Peprilus paru, (harvestfish or American harvestfish; syn. Peprilus alepidotus), also occasionally known by a few local names as star butter fish or sometimes even simply as butterfish, is a marine, benthopelagic, circular-shaped and deep-bodied fish classified in the family Stromateidae of butterfishes.

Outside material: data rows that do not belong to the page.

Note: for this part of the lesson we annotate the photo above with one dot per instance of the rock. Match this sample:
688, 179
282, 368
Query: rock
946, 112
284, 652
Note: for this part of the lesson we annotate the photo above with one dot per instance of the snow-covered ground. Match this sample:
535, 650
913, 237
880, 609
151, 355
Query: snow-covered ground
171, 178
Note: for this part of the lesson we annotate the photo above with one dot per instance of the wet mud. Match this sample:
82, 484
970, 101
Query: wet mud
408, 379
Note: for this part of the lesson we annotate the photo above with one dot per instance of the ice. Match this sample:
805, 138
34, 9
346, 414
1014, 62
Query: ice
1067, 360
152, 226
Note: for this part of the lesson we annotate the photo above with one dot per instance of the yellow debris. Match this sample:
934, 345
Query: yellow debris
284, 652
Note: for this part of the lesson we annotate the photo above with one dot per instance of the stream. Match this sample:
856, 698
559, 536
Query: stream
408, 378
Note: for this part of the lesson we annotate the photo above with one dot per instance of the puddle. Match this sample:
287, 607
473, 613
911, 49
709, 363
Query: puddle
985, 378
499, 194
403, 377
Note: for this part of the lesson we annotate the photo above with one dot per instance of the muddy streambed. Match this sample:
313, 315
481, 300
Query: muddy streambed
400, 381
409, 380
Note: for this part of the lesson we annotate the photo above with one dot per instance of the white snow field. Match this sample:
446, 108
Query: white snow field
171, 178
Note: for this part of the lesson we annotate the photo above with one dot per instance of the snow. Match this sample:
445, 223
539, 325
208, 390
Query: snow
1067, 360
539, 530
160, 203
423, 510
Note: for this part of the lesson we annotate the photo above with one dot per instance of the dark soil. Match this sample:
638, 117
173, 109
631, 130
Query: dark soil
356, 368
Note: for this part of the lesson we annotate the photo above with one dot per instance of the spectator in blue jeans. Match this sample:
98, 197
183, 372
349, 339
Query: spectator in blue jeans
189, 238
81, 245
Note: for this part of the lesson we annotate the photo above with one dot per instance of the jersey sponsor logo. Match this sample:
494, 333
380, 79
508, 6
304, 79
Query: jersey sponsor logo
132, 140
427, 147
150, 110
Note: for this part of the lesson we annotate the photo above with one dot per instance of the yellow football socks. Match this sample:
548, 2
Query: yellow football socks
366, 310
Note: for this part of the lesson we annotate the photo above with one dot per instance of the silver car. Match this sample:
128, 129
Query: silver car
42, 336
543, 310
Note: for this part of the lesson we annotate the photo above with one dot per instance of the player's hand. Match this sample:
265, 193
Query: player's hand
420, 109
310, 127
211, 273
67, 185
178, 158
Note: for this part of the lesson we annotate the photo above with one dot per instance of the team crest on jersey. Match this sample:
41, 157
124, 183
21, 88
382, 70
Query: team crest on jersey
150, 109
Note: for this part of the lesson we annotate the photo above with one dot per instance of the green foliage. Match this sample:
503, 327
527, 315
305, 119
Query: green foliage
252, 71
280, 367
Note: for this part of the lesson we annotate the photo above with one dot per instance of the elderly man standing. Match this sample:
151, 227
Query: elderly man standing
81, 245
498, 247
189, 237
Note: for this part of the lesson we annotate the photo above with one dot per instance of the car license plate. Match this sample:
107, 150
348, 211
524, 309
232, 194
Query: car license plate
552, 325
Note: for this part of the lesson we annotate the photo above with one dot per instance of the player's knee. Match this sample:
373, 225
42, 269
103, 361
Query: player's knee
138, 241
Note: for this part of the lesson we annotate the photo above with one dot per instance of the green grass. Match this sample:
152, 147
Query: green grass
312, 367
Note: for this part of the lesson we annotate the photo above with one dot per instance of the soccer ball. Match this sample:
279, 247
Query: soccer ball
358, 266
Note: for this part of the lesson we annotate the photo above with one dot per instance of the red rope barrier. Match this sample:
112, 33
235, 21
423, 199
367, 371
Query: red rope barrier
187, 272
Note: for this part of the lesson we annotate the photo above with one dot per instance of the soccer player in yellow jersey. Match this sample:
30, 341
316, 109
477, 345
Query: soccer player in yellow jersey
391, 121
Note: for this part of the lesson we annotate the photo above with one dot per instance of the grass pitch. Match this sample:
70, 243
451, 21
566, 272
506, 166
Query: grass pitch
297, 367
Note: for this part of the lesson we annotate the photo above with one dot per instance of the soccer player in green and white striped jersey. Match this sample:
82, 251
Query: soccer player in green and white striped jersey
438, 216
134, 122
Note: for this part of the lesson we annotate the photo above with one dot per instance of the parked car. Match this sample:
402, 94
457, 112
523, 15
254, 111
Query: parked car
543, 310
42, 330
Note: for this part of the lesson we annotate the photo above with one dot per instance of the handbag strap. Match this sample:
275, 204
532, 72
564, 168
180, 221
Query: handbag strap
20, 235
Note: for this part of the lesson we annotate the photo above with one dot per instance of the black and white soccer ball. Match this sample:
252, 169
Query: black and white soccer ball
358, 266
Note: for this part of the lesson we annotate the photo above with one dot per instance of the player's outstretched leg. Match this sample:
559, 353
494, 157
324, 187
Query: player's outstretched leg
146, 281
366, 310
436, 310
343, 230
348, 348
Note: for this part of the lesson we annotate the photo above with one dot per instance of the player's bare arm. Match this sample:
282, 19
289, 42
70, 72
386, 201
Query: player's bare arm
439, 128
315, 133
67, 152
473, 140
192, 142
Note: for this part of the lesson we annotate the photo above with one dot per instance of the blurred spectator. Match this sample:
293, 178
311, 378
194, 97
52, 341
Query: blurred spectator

These fish grow usually to about 20 cm in length, and are deep-bodied and circular-shaped, with curved fins, rounded nose and small mouth. Harvestfish are greenish silvery above, silvery sometimes tinged with yellow on its sides and belly and the fins of some individuals are slightly dusky or yellowish. Their habitat is the subtropical waters of the Western Atlantic: Chesapeake Bay and northern Gulf of Mexico in United States to Argentina. Harvestfish are sometimes caught commercially as a food fish.

==Description==
The harvestfish is deep-bodied, round, and strongly compressed laterally with a forked caudal fin. It has long, curved, sickle-shaped dorsal and anal fins, lacks pelvic fins, a blunt snout, a small mouth, weak teeth, and lack a longitudinal keel. Harvestfish are usually silvery and iridescent, sometimes with a green tint on its dorsal half, with tinged yellow fins. They usually grow to about 18 to 30 cm in length. Harvestfish have 2–5 total dorsal spines, 38–47 total soft dorsal rays, 2–3 anal spines, and 35–45 soft anal rays. The harvestfish also lacks the mucous pores situated below the anterior half of the dorsal fin that are conspicuous in the butterfish.

==Diet==
Adults are predatory and feed on small fishes, invertebrates such as jellyfish, crustaceans, and worms. Juveniles are plankton feeders.

==Habitat==
The harvestfish is a pelagic schooling fish found in subtropical waters in coastal bays and inshore waters over the continental shelf at moderate depths. Juveniles can be found in shallow coastal waters or near coastal estuaries. They are known for their habit of swimming under certain species of jellyfishes, where they find shelter and perhaps a food supply of small invertebrates that have become entangled in the tentacles, but they are also subject to fatal stings inflicted by these tentacles.

==Distribution==
The harvestfish distribution is Western Atlantic, as well as the Northern Gulf of Mexico to Argentina. They can range from Florida to Venezuela, Trinidad, and Antilles. They have been found in the western Caribbean.